Note that the type argument specifies whether to display frequencies or proportions. Many of the R functions used in this resource will have identical arguments, therefore while the arguments will be provided for any functions used, arguments such as x, data, xlab, … will generally no longer be described.

Note

The case study data given in Chapter 1 consists of three variables labeled as Light, Turbidity, and Survival in the data frame dssurve. The case study data given in Chapter 3 consists of several variables, including the categorical variable county. Here, the categorical variables are summarized graphically.

Code
# Import data from case study on delta smelt
dssurv <- read.csv( "datasets/dssurv.csv" )

# Load the dplyr package.
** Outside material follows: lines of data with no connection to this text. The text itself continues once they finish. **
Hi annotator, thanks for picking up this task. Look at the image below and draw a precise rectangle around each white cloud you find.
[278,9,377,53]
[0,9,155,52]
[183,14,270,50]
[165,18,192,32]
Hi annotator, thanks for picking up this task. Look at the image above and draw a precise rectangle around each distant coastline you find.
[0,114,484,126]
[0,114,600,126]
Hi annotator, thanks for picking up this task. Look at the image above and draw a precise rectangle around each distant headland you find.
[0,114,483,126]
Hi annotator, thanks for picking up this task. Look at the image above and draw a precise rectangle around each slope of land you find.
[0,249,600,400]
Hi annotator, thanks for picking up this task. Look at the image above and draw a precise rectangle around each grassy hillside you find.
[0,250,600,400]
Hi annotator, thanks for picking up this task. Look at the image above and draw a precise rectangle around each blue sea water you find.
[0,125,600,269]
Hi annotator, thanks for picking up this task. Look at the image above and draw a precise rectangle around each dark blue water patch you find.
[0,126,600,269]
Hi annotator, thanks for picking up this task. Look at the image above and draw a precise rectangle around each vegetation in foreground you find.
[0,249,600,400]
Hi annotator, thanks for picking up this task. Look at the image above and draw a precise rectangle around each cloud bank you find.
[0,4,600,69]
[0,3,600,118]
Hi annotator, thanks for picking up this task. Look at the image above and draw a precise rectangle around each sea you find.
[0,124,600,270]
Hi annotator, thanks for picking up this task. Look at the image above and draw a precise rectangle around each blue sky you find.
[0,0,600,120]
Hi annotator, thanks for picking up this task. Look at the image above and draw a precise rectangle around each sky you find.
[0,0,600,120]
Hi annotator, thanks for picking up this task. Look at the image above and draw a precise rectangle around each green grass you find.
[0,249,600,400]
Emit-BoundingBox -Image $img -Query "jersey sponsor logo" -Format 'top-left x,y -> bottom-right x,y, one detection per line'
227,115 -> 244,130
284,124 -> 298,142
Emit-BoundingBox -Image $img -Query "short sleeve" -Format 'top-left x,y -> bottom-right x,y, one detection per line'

This package provides mutate()
library(dplyr)

# Note:  mutate( 'dataframe name' ,'new variable' = 'function of variable in data frame', ...)
# Convert variables Light and Turbidity to factors
dssurv <- mutate( dssurv, 
                  Light= as.factor( Light ) ,
                  Turbidity= as.factor( Turbidity ) )


# Import data from case study on air pollution
pmdf <- read.csv("datasets/dailyPM10.2021.csv")

# Convert variable county to a factor
pmdf <- mutate( pmdf, 
                county= as.factor( county ) )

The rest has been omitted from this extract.